Trilipix to stay on market, but FDA panel recommends new study

June 3, 2011

An FDA advisory panel recommended fenofibric acid (Trilipix, Abbott) still be marketed for use but voted unanimously that Abbott be required to conduct a new study to determine whether a Trilipix-statin combination reduces heart attacks.

An FDA advisory panel recommended fenofibric acid (Trilipix, Abbott) still be marketed for use but voted unanimously that Abbott be required to conduct a new study to determine whether a Trilipix-statin combination reduces heart attacks.

Trilipix is a fibrate drug approved by FDA in 2008 to lower LDL cholesterol and triglycerides and increase HDL cholesterol. The review and recommendation followed the results of a study released in March 2010 of a similar Abbott drug, TriCor, that showed that diabetic patients taking a fenobibric acid-simvastatin (Zocor) combination had as many heart attacks as those taking simvastatin alone (2.24% vs 2.41% per year, HR 0.92, P=.32).

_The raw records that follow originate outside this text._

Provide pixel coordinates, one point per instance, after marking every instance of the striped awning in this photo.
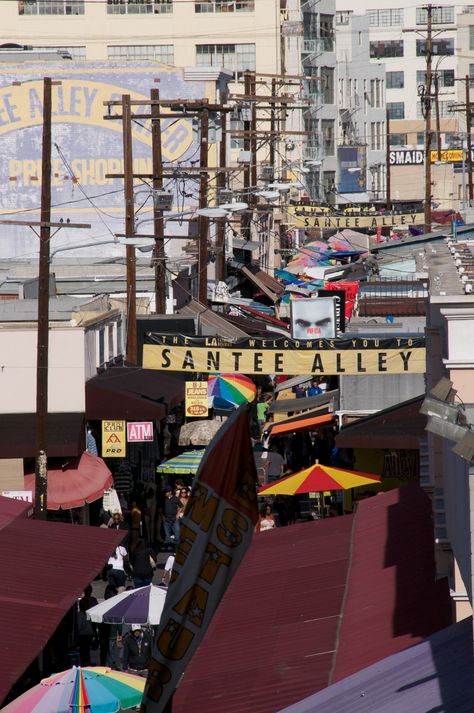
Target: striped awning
(185, 463)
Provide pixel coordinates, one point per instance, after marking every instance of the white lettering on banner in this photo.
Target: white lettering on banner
(139, 431)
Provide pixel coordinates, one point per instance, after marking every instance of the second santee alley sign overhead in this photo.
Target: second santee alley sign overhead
(397, 355)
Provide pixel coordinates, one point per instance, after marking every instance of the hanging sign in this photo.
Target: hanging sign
(139, 431)
(196, 401)
(395, 355)
(114, 444)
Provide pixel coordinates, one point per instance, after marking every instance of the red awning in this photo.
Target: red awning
(81, 481)
(276, 634)
(132, 393)
(45, 567)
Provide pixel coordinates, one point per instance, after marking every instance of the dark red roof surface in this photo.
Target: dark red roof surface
(272, 639)
(393, 600)
(45, 567)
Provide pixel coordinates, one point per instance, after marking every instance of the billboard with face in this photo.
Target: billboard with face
(86, 147)
(313, 318)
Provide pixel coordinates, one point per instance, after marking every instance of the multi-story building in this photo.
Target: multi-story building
(362, 114)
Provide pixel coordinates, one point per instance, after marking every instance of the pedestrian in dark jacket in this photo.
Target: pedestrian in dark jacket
(137, 651)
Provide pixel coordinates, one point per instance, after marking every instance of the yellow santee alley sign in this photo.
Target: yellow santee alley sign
(396, 355)
(305, 217)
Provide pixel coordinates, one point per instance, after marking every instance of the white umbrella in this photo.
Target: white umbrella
(136, 606)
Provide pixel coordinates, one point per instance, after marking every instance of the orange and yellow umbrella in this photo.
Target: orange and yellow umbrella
(318, 478)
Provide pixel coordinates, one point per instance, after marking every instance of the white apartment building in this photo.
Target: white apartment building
(362, 111)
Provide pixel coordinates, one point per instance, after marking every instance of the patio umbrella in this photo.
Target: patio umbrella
(237, 389)
(184, 464)
(198, 433)
(136, 606)
(93, 689)
(318, 478)
(81, 481)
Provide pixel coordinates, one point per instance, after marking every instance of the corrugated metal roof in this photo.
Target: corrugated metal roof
(436, 675)
(393, 600)
(45, 567)
(272, 639)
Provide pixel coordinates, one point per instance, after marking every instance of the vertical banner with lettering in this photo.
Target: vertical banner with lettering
(216, 531)
(196, 399)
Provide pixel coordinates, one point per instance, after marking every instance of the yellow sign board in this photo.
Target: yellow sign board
(196, 403)
(114, 439)
(308, 218)
(285, 356)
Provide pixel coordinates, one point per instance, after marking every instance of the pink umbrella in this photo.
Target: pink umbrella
(81, 481)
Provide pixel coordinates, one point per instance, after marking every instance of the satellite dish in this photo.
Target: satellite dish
(213, 212)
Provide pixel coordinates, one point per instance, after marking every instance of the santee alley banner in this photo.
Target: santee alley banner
(86, 147)
(216, 531)
(396, 355)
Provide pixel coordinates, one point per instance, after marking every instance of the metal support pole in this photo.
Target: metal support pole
(157, 167)
(129, 231)
(41, 467)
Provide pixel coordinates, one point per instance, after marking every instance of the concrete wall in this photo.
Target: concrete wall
(18, 370)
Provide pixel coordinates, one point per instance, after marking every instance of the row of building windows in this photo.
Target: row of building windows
(129, 7)
(384, 49)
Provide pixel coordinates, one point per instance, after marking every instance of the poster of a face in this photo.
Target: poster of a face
(313, 318)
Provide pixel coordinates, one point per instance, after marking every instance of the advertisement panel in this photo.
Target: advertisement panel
(352, 161)
(196, 399)
(313, 318)
(396, 355)
(86, 146)
(114, 439)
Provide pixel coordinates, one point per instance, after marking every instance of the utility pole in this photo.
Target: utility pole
(388, 176)
(427, 100)
(203, 220)
(129, 231)
(41, 467)
(221, 183)
(157, 167)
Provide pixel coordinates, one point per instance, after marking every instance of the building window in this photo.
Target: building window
(396, 110)
(75, 52)
(390, 48)
(139, 7)
(326, 32)
(440, 47)
(398, 139)
(225, 6)
(159, 53)
(327, 131)
(395, 80)
(385, 18)
(237, 58)
(51, 7)
(439, 15)
(327, 85)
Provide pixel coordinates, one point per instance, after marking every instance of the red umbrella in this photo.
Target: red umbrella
(82, 481)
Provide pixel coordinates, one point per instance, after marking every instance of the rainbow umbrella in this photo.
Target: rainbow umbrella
(94, 689)
(318, 478)
(236, 389)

Based on the review, 9 of 13 panelists voted that the drug's label should keep the combination as an approved use. Six voted that the label should be updated; while 3 said the label did not need to change.

On the requirement to conduct a new study, Wells Fargo Analyst Larry Biegelsen was quoted in a recent Associated Press article, stating that, if required, it could cost Abbott $100 million to conduct and would be a "modest negative,” and that a change in the drug's label would have virtually no effect on the company’s results.